This problem includes factorial. Can anybody solve this?

enter image source here

1 Answer
Feb 11, 2018

21

Explanation:

Let us look at the first few sums of the form:

1 xx 1! + 2 xx 2! + ... + n xx n!

We find:

1 xx 1! = 1

1 xx 1! + 2 xx 2! = 5

1 xx 1! + 2 xx 2! + 3 xx 3! = 23

1 xx 1! + 2 xx 2! + 3 xx 3! + 4 xx 4! = 119

Compare 1, 5, 23, 119 with the factorials 1, 2, 6, 24, 120

It looks like:

1 xx 1! + 2 xx 2! + ... + n xx n! = (n+1)! - 1

Can we prove it?

Let P(n) be the proposition:

1 xx 1! + 2 xx 2! + ... + n xx n! = (n+1)! - 1

We find:

1 xx 1! = 1 = 2! - 1 = (1+1)! - 1

So P(1) is true.

Suppose P(n) is true for some n.

Then:

1 xx 1! + 2 xx 2! + ... + n xx n! + (n+1) xx (n+1)!

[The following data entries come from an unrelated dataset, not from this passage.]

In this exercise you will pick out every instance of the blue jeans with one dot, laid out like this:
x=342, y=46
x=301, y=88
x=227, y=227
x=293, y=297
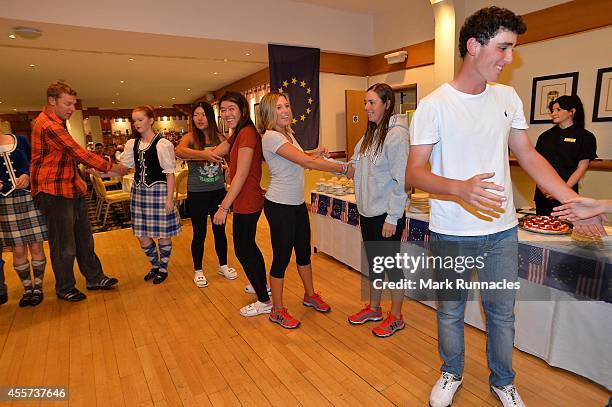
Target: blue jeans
x=500, y=262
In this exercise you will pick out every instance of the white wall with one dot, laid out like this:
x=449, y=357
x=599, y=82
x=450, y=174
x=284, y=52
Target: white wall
x=262, y=21
x=333, y=107
x=422, y=76
x=401, y=26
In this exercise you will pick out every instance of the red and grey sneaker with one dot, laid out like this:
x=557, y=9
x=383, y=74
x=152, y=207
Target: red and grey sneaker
x=365, y=315
x=284, y=319
x=389, y=326
x=315, y=301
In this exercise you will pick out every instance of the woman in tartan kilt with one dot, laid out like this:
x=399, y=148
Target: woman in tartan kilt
x=154, y=214
x=21, y=224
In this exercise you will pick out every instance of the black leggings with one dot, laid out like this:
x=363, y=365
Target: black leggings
x=289, y=230
x=248, y=254
x=371, y=231
x=201, y=205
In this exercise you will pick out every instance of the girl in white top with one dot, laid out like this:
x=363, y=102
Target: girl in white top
x=284, y=205
x=154, y=214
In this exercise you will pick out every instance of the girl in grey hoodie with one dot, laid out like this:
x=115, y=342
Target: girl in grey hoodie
x=378, y=167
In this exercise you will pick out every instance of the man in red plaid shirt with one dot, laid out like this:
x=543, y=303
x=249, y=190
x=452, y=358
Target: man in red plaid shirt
x=61, y=194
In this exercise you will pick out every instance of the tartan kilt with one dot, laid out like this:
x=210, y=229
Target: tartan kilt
x=149, y=217
x=20, y=222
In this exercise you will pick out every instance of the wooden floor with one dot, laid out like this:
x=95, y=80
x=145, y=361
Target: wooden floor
x=175, y=344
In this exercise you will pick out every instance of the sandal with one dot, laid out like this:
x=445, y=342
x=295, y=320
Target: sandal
x=228, y=272
x=200, y=279
x=26, y=299
x=37, y=297
x=256, y=308
x=74, y=295
x=160, y=277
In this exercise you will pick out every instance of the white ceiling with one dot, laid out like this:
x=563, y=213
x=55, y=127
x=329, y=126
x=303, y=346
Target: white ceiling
x=94, y=61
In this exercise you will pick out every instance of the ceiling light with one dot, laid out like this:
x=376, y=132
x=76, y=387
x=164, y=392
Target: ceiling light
x=29, y=33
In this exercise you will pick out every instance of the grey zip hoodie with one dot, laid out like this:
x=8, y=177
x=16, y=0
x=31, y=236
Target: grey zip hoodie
x=379, y=178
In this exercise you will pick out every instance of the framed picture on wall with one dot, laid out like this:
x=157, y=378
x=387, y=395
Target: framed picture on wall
x=602, y=107
x=548, y=88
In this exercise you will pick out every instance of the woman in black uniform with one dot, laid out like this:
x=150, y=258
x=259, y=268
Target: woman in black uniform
x=568, y=147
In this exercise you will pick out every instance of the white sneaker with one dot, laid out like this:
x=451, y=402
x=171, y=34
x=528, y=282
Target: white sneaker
x=256, y=308
x=250, y=290
x=444, y=390
x=508, y=395
x=200, y=279
x=228, y=272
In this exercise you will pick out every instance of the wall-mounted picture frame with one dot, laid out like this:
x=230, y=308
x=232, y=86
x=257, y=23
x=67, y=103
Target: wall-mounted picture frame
x=602, y=106
x=545, y=89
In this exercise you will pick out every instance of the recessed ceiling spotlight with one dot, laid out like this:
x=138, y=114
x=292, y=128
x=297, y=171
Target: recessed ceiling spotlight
x=29, y=33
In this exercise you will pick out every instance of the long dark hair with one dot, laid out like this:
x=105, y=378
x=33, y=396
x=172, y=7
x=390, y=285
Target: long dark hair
x=212, y=131
x=385, y=93
x=569, y=102
x=245, y=113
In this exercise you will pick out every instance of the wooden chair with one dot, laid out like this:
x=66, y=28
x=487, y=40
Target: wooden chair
x=107, y=197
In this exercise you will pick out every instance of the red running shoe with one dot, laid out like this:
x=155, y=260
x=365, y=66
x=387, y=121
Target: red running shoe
x=284, y=319
x=315, y=301
x=365, y=315
x=389, y=326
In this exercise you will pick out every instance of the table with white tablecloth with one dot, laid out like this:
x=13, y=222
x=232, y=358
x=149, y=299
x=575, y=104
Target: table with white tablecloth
x=565, y=332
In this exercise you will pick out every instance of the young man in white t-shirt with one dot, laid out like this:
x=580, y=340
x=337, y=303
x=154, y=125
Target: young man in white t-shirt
x=464, y=129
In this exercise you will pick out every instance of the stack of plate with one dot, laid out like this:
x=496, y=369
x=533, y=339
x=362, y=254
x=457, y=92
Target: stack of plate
x=419, y=203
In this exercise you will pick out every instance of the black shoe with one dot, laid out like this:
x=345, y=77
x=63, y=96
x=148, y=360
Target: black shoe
x=106, y=283
x=74, y=295
x=160, y=277
x=26, y=298
x=151, y=274
x=37, y=297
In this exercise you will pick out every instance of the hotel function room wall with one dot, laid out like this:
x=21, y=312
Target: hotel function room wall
x=585, y=53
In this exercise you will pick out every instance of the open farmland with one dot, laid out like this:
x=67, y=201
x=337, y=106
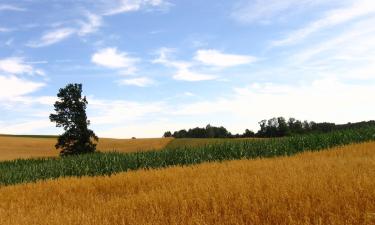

= (n+1)! - 1 + (n+1) xx (n+1)!

= (1+(n+1)) (n+1)! - 1

= ((n+1)+1)! - 1

That is, if P(n) then P(n+1)

So by induction P(n) is true for all n >= 1

Then:

(21! - 21)/(1 xx 1! + 2 xx 2! + ... + 19 xx 19!)= (21 xx (20 !- 1))/(20! - 1) = 21

Remarks

Oliver Heaviside famously said "Mathematics is an experimental science, and definitions do not come first, but later on."

Note that I have not used a pat formula for the identity of factorial sum and factorial above. Instead, I tried a few values, noticed a pattern and then proved the formula.

I would recommend that you do not memorise a whole number of identities by heart. There are a few that are really useful, but in general you should be able to derive any that you need.